Indirect photophoretic force depends on the physical properties of the particle and the surrounding medium.

For pressures $p$, where the free mean path of the gas is much larger than the characteristic size $r_0$ of the suspended particle (direct photophoresis), the longitudinal force is
$\mathbf{F}_\text{phot} = -\frac{\pi}{3} \, \alpha \, \alpha_\text{m} \frac{p}{\sqrt{\overline{T_{\text{gas}}^\text{out}}\,T_{\text{gas}}^\text{in}}} \, r_0^2 \, 	\frac{I\,J_1}{\frac{k}{r_0}+4\sigma_\text{SB}\varepsilon\,T_{\text{black body}}^3} \, \mathbf{e}_z$
where the mean temperature of the scattered gas is (thermal accommodation coefficient $\alpha$, momentum accommodation coefficient $\alpha_\text{m}$)

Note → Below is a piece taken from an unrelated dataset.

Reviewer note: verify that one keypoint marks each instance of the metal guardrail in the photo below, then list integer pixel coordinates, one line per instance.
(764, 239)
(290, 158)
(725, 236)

$\overline{T_{\text{gas}}^{\text{out}}} = T_{\text{gas}}^\text{in}+\alpha\left(T_{\text{black body}}-T_{\text{gas}}^\text{in}\right)$
and the black body temperature of the particle (net light flux $I=\varepsilon\,I_0$, Stefan Boltzmann constant $\sigma_{\text{SB}}$, temperature of the radiation field $T_{\text{opt}}$)
$T_{\text{black body}} = \sqrt[4]{\frac{I_0}{4\sigma_{\text{SB}}}+T_{\text{opt}}^4}$.
$k$ is the thermal conductivity of the particle.
The asymmetry factor for spheres $J_1$ is usually $1/2$ (positive longitudinal photophoresis).
For non-spherical particles, the average force exerted on the particle is given by the same equation where the radius $r_0$ is now the radius of the respective volume-equivalent sphere.